Bogota, Colombia – Greater than 100 Colombian human rights associations from distant Afro-Colombian and Indigenous communities have written to the brand new US administration to ask for assist with the continued violence and killings they face.
“Our black, indigenous and rural farming communities dwelling in distant areas round Colombia have lived for over 40 years within the midst of an armed battle … and in the present day we proceed to undergo,” reads the opening paragraph of the letter addressed to US President Joe Biden and Vice President Kamala Harris.
“Persecutions, tortures, murders, pressured disappearances, displacement, the violent dispossession of land, sexual violence, stigmatization and silencing is what we now have to undergo in our territories or we’ll be killed,” it stated.
In 2016, the Colombian authorities signed a controversial peace settlement with the Revolutionary Armed Forces of Colombia (FARC), ending 5 a long time of battle.
However the nation has continued to grapple with violence.

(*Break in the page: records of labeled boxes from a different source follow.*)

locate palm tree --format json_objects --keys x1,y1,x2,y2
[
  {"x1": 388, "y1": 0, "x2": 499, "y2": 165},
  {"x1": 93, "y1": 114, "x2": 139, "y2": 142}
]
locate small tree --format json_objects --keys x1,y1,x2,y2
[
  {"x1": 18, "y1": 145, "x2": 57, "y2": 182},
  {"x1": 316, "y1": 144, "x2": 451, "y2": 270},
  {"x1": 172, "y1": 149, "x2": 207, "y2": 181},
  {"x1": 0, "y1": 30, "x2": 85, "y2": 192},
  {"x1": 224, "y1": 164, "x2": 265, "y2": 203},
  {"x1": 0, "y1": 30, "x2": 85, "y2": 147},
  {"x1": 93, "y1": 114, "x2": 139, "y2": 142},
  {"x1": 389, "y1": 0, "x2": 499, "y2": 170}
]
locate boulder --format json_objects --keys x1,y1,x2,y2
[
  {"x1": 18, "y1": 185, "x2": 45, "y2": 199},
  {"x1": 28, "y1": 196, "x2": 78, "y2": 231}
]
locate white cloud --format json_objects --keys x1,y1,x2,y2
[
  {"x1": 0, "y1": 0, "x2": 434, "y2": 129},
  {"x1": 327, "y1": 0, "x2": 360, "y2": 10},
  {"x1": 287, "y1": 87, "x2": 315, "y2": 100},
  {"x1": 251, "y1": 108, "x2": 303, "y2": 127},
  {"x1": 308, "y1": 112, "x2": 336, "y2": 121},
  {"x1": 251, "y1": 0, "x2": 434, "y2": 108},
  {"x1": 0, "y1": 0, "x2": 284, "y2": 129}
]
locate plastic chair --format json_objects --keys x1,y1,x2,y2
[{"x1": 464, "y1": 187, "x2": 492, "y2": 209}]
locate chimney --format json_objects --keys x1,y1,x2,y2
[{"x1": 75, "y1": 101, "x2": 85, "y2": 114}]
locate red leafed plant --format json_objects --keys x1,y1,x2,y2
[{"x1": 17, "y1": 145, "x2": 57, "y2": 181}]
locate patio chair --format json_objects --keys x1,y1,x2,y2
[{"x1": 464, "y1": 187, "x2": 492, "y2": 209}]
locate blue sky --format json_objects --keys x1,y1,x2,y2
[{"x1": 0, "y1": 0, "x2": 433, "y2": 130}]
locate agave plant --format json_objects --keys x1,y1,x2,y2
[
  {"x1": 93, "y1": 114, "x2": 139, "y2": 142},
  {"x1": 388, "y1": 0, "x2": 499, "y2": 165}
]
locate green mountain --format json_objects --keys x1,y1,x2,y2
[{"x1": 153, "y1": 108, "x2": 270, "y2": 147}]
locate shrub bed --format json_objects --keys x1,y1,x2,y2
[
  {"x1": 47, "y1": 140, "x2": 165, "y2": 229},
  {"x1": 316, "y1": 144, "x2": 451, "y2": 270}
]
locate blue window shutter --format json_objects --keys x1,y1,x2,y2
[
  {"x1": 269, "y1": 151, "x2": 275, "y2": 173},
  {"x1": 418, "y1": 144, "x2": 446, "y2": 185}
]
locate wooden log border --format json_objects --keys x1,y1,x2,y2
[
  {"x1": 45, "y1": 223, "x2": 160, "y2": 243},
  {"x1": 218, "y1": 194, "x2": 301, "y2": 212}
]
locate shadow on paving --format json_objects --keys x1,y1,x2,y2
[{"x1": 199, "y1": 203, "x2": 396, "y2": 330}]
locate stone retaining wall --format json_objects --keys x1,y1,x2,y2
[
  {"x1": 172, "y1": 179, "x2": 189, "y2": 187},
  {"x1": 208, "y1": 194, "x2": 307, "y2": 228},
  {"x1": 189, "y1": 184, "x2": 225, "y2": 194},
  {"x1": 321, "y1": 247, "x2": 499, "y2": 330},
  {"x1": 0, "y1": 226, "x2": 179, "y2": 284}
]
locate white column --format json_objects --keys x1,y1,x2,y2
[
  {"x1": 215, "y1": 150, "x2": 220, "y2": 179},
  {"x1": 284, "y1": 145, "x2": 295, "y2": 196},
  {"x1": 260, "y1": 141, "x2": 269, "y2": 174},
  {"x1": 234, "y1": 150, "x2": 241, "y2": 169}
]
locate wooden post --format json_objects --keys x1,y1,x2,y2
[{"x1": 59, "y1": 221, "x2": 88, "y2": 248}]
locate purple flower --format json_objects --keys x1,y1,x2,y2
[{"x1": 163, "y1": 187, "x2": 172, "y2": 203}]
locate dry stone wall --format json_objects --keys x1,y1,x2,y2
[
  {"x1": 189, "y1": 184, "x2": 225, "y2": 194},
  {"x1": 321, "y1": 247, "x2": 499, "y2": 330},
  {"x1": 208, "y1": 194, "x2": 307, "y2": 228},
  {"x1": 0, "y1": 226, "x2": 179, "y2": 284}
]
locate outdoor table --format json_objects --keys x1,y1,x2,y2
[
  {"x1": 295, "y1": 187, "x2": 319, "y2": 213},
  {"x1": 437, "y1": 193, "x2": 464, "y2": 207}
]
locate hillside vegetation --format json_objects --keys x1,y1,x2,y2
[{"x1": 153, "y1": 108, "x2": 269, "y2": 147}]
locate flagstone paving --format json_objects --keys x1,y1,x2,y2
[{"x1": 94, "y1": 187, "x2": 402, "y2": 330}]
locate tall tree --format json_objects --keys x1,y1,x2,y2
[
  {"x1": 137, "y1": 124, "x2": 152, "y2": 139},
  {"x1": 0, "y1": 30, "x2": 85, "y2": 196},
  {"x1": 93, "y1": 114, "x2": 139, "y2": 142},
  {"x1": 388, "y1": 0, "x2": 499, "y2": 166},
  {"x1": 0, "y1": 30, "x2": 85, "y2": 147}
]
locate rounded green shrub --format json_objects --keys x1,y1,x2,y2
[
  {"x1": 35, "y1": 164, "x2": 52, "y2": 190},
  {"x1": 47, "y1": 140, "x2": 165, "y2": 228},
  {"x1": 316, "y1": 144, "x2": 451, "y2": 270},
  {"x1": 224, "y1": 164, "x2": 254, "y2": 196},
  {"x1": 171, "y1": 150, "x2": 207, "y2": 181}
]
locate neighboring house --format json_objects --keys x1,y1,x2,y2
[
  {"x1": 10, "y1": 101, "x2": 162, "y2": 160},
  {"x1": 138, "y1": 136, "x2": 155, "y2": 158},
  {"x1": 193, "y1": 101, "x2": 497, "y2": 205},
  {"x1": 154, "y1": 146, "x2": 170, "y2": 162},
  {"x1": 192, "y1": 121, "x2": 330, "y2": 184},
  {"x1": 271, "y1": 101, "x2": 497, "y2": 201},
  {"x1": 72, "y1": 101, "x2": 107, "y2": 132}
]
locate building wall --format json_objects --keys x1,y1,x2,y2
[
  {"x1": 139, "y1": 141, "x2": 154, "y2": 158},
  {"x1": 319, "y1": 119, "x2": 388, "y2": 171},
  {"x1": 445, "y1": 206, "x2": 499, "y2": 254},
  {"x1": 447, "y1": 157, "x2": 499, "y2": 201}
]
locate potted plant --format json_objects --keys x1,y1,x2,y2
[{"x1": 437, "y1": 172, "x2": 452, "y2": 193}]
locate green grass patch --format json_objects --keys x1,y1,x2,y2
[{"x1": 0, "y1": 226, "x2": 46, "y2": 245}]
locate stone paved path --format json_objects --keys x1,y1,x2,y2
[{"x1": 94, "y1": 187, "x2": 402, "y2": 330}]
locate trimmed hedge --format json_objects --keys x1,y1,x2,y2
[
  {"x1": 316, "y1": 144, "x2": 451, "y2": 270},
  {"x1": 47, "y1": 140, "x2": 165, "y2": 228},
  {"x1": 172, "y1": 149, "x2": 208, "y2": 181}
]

The reintegration of demobilised combatants has not been absolutely applied by the present right-wing authorities of Ivan Duque. New armed teams have emerged within the areas FARC left behind, who violently vie for management of valuable lands for illicit economies, like gold mining or drug trafficking. A whole lot of human rights activists have been killed because the peace deal, in addition to lots of of ex-combatants who signed as much as the settlement.
Among the many worst affected are these in rural communities, lots of whom proceed to reside in concern 4 years after the signing of the settlement.
The letter the communities compiled by means of varied organisations requested the US administration for assist in guaranteeing the achievement of what was agreed with the FARC, a restart to peace talks with present insurgent group the ELN (Nationwide Liberation Military), extra public insurance policies constructed alongside the folks from rural areas, land reforms, illicit crop substitution and extra institutional state presence in distant areas.
The letter is because of be delivered to the US congress subsequent week.
On the primary day of the brand new administration, Biden signed a sequence of govt orders geared toward undoing a few of the most controversial Trump administration insurance policies, addressing immigration reforms and halting development of a wall alongside the US-Mexico border.
Some human rights teams see these steps as a optimistic signal and are hopeful that the brand new administration can pay extra consideration to human rights points not solely within the US, but additionally in Latin American international locations.
“There may be hope that the Biden administration will prioritise peace, safety of social leaders and rights of Afro-Colombians in US international coverage in the direction of Colombia,” stated Gimena Sanchez, Andes director on the Washington Workplace on Latin America (WOLA).
“Leaders and communities throughout Colombia are writing to Biden urging his administration to knock sense into Duque that these affected by violence and battle need peace, dismantlement of unlawful armed teams, engagement with the ELN, efficient safety, respect for ethnic rights and a cease to the anti-peace efforts his administration has taken,” she stated.
Sergio Guzman, political analyst and director of Colombia Danger Evaluation, stated the Biden administration is more likely to be extra targeted on the peace settlement and the state of affairs with Afro-Colombian and Indigenous communities than the earlier authorities.
“[This is] partly additionally due to the management in Congress. Gregory Meeks, from the Overseas Affairs Committee has been pushing for Afro-Colombian rights for a really very long time,” Guzman stated.
The cultivation of coca, the uncooked ingredient for cocaine, stays prevalent in lots of rural areas and Guzman stated he expects to new US administration to prioritise selling insurance policies similar to crop substitution in its relations with Bogota.
“In contrast, in the course of the Trump years, the problem had way more of a give attention to numbers and decreasing Colombia’s numbers was the be all and finish the entire relationship. I feel we’re in for a way more complete strategy to the drug difficulty,” he stated.